1 large onion, peeled and cut into fourths
2 carrots, peeled and chopped into large pieces
1 whole garlic clove
Couple pinches whole mustard seeds
2 bay leaves
12 cups water
Add everything to a large stock pot. Bring to a boil, then reduce to low simmer and cook for one to two hours (I check on it every 30 minutes or so, tasting as it goes to see how much longer it needs).
Strain through a fine-mesh strainer (then strain again through a cheesecloth for a really clean stock). I freeze in 1 to 3 cups increments in glass jars or tupperware containers (don't forget to label with a date!). I just skim the fat off the top when I defrost - when its about half way defrosted (so still partially frozen and quite cold) its pretty easy to just scrape/skim any congealed fat off the top.
Wednesday, August 4, 2010
Normally I am not such a wimp about the heat - I grew up in Houston, Texas for crying out loud and survived two years of life in Phoenix, Arizona and four months in India with the heat generally not making me want to kill myself. In fact, I used to kinda like the heat. It was different this time though, cause I'm pregnant. Which is another reason I didn't cook a damn thing all month. Because really, with blinding nausea and an aversion to seemingly all food, all I wanted to eat was cold cereal and peaches with plain yogurt.
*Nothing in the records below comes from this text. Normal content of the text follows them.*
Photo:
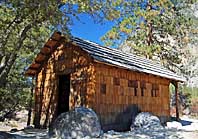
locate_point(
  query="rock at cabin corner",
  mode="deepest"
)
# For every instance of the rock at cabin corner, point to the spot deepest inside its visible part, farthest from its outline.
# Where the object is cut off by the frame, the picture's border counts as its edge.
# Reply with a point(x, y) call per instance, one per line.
point(145, 120)
point(78, 123)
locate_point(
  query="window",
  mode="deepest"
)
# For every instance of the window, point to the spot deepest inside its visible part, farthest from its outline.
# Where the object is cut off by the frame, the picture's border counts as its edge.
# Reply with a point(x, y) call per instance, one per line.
point(142, 86)
point(134, 84)
point(103, 88)
point(155, 90)
point(116, 81)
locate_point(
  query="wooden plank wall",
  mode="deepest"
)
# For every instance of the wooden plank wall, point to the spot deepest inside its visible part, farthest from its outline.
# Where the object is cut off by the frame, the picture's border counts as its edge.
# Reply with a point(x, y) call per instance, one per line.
point(113, 105)
point(65, 60)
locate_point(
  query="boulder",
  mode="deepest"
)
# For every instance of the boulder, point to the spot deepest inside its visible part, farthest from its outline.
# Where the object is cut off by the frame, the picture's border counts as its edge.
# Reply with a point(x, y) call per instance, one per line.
point(145, 120)
point(174, 124)
point(5, 135)
point(78, 123)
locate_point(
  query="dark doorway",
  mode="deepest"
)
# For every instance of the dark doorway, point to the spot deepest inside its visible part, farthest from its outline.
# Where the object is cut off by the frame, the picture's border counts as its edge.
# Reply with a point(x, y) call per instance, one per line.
point(63, 94)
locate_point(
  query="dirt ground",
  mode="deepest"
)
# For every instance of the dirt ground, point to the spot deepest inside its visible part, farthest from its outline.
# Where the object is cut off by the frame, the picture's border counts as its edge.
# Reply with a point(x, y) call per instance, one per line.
point(187, 128)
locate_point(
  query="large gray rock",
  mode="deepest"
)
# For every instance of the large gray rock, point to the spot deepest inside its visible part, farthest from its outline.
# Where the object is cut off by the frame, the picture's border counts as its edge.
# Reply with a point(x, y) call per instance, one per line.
point(5, 135)
point(78, 123)
point(145, 120)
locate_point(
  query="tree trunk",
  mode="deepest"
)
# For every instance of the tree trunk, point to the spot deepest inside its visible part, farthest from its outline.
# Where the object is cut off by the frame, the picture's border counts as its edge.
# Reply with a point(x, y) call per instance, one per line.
point(8, 65)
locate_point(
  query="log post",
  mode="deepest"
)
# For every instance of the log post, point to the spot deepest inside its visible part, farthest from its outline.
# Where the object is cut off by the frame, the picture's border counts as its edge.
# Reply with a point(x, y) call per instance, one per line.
point(30, 103)
point(176, 101)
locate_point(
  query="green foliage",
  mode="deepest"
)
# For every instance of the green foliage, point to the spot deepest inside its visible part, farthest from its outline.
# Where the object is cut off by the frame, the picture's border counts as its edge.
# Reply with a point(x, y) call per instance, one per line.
point(154, 29)
point(24, 27)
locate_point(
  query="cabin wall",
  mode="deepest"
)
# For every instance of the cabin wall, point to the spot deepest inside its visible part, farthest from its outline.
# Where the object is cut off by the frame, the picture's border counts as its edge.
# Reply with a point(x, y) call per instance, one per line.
point(114, 106)
point(65, 60)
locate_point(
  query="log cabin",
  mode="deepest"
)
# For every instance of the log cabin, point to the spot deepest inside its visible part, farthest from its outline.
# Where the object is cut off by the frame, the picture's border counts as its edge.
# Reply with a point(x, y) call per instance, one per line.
point(74, 72)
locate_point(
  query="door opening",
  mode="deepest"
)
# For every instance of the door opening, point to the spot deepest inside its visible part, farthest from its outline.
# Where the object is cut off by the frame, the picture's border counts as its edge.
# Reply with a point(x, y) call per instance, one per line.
point(63, 93)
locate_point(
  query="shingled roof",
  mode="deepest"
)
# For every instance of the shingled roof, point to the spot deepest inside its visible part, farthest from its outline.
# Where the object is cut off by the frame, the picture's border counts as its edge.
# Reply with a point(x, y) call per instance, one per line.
point(105, 55)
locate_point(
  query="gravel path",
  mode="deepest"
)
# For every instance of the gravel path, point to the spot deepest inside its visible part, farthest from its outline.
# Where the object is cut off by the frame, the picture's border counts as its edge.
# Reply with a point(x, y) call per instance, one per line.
point(186, 129)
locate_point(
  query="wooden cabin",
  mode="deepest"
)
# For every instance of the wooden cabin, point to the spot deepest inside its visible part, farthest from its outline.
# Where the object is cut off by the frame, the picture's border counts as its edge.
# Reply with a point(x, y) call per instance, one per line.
point(76, 72)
However, sanity has been restored to the universe. The beautiful Berlin summer is here - blue skies with the occasional rain and temps more around 78 - and my pregnancy symptoms are starting to fade. So now I can actually enjoy some of the beautiful summer food I have been seeing all over the place - like Corn. I re-entered the kitchen with a super quick and easy soup (take that heat! soup!) which I had been craving like nobody's business. Decent fresh corn is not as readily available in Berlin as it is in the States (you can find it, but I couldn't on the day that I decided I must have this soup)...so I had to use canned. But no matter - you should use fresh sweet corn from the cob and your soup will be all the better for it - but in the meantime know that this is a great recipe that can be made year round with canned or frozen corn as well. Its cheap and quick and filling and makes a great late summer meal.
Simple Corn Chowder
1 small onion, minced
1 yellow bell pepper, diced
2 medium stalks celery, diced
about 4 cups corn kernels - either fresh, frozen, or canned
2 1/2 cups 1% milk
2 slices bacon (or more if you really feel like it - you could do a slice per serving. this recipe probably makes 4 to 6 servings depending on how big you make them)
1 1/2 cups sharp cheddar cheese, shredded
sea salt and fresh ground pepper
In a blend, blend half of the corn and 1 cup of the milk until smooth. Set aside.
In the bottom of a large dutch oven, cook the bacon until crispy. Remove and set aside.
Add the diced onion, pepper and celery. Add a bit of salt. Cook over medium-low heat until the onions are translucent and the veggies are all soft. Add the rest of the corn and cook for another couple of minutes.
Add the blended corn mixture and the rest of the milk. Slowly stir in the shredded cheese until all combined. Taste and add salt and pepper to your taste.
You can either serve it as is - thick and chunky or you can blend it to your preferred consistency with an immersion blender. I blended it just a tad once it was all done, but still left it fairly chunky and thought that combined all the flavors really well (especially the celery).